Beweisen kann ich meine Ansicht von diesem so ganz vereinzelt dastehenden Denkmal freilich
nicht. Symbole und anderes Beiwerk fehlen. Wahrscheinlich sind sie mit dem untern Theile der
Figur weggebrochen; denn die Füsse von den Knien an abwärts sind, wie dies in der Zeichnung
angedeutet ist, moderner Ergänzung

Unsere Statue auf einen Mercur zu beziehen, fehlt es übrigens nicht an aller Analogie. Man
vergleiche die ähnlichen Kinderstatuen dieses Gottes bei Clarac pl. 655, Nr. 1505 und 1507. Hier
hat er allerdings beide Male Flügel an der Stirn, die unsrer Statue fehlen.
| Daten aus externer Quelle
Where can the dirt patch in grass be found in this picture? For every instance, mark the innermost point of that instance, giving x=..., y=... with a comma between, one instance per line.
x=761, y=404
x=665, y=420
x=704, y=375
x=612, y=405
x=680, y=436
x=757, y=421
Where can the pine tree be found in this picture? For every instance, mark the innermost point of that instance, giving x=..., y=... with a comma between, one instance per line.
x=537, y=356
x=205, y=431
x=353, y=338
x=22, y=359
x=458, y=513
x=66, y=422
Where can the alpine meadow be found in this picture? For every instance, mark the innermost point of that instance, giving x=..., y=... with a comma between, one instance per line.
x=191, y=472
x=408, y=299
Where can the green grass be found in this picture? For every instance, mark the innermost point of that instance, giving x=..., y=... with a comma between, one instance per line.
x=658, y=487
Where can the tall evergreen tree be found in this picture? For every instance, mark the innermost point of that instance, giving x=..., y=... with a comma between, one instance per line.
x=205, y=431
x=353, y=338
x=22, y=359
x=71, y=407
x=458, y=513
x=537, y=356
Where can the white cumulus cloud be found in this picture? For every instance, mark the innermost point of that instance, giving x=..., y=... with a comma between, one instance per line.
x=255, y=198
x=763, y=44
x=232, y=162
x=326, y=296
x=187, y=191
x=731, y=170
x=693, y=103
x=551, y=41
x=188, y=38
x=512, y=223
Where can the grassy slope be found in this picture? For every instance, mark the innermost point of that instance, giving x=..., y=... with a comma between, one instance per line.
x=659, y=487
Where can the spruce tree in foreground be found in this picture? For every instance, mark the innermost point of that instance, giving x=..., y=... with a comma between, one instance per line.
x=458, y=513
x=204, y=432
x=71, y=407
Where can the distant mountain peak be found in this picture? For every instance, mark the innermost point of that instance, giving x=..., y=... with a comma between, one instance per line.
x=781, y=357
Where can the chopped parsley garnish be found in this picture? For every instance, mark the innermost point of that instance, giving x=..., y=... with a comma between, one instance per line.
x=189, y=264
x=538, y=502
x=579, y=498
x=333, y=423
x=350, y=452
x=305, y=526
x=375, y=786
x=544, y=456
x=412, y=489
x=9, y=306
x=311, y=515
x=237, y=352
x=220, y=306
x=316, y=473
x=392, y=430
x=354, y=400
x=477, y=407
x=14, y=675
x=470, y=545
Gleich daneben befindet
sich indessen ein anderer Mercurknabe Nr. 1506A., der gleichfalls ohne dieses Attribut ist, dafür
aber geflügelte Sandalen trägt. Diese können nun eben recht gut bei unsrer Statue mit den Füssen
abhanden gekommen sein.

Wer die Gewandung unsrer Figur genauer betrachtet, wird sich leicht überzeugen, dass das
weder ein Mantel noch ein Kleid ist, sondern ordnungslos umgenommenes Tuchwerk, was den Aufzug,
in welchem Hermes vor dem Tribunal des Zeus erschien, recht gut vergegenwärtigt.

Deute man indess diese Statue wie man wolle, merkwürdig und seltsam wird man sie immer
finden müssen. Sie ist auch nicht ohne Kunstverdienst und, den Untertheil abgerechnet, von treff-
licher Erhaltung.

Dieses beachtenswerthe Denkmal befindet sich in der Galerie des Palastes Spada alla Regola
und hat lebensgrosse Verhältnisse. Gelehrte und Ungelehrte nahmen es bis dahin für Telesphoros.